Recently, Intel’s Andy Kleen published a set of patches that add Snappy compression support to BTRFS.
My first reaction was:
What for?
BTRFS already has LZO, which is stronger and compresses faster. Decompression is slower, but in all real cases the bottleneck will be the disk, so higher strength should lead to lower disk use and better performance with reads too.
So what reason does Andy provide?
“snappy is a faster compression algorithm that provides similar compression as LZO, but generally better performance.”
Hmm.
I benchmarked these algorithms on several machines and did some benchmarks that didn’t end up published on several more and LZO was definitely faster during compression (but slower during decompression).
In an older post, Andy shared some details:
“This has been tested with various test workloads and also in a real distribution. One challenge with the benchmarks is that a lot of of benchmarks only read/write zeroes, which are a uncommon good case for IO compression. However even with modified workloads that use different patterns gains are seen.
In general snappy performs better with a 64bit CPU, but also generally outperforms LZO on a 32bit Atom system on IO workloads.

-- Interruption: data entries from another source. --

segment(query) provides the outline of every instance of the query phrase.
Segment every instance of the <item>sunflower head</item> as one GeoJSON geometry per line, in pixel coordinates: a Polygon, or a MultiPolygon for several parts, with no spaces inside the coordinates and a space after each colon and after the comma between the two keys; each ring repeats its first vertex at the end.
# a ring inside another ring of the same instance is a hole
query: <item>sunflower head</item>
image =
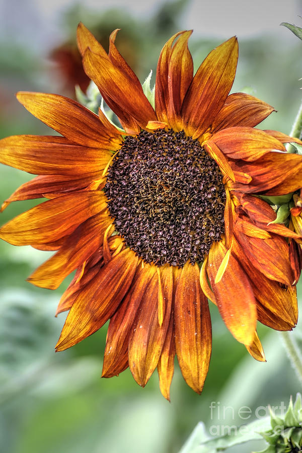
{"type": "Polygon", "coordinates": [[[0,237],[55,252],[29,277],[34,284],[55,289],[76,270],[57,311],[69,313],[56,350],[110,320],[103,375],[129,366],[143,386],[157,367],[167,399],[176,354],[188,385],[202,389],[211,351],[208,299],[261,361],[257,321],[290,330],[297,316],[298,266],[289,242],[301,232],[276,223],[262,197],[302,186],[302,156],[284,144],[301,142],[255,128],[273,107],[229,94],[236,37],[194,74],[191,33],[165,45],[146,97],[115,46],[117,30],[107,53],[80,24],[84,69],[119,125],[102,109],[97,115],[62,96],[19,93],[26,108],[61,135],[0,141],[3,163],[38,175],[3,209],[47,199],[4,225],[0,237]]]}

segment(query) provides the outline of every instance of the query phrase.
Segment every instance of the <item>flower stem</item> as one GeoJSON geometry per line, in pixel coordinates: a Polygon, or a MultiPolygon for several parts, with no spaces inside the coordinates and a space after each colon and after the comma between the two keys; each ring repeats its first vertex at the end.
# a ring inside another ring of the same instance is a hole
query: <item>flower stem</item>
{"type": "Polygon", "coordinates": [[[280,333],[283,339],[288,358],[295,371],[297,378],[302,384],[302,355],[293,337],[292,332],[280,332],[280,333]]]}
{"type": "Polygon", "coordinates": [[[294,137],[295,138],[300,139],[302,137],[302,102],[289,135],[291,137],[294,137]]]}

The disk space usage is similar to LZO (within 0.2%)”
I have a suspicion.
He probably tested on largely incompressible data. In my tests, the size delta was in the range of 0.8-1.5%, so way bigger than his. And it happens that on incompressible data, Snappy is indeed faster than LZO.
But if your data is incompressible why use compression at all?
It would be nice if Andy clarified what data did he use and maybe gave more details about the test setup.
I’ve been thinking about it for a while and I just don’t see a really compelling use case for Snappy in BTRFS. There are some like a mix of highly compressible and incompressible where it would be better than LZO, but just slightly.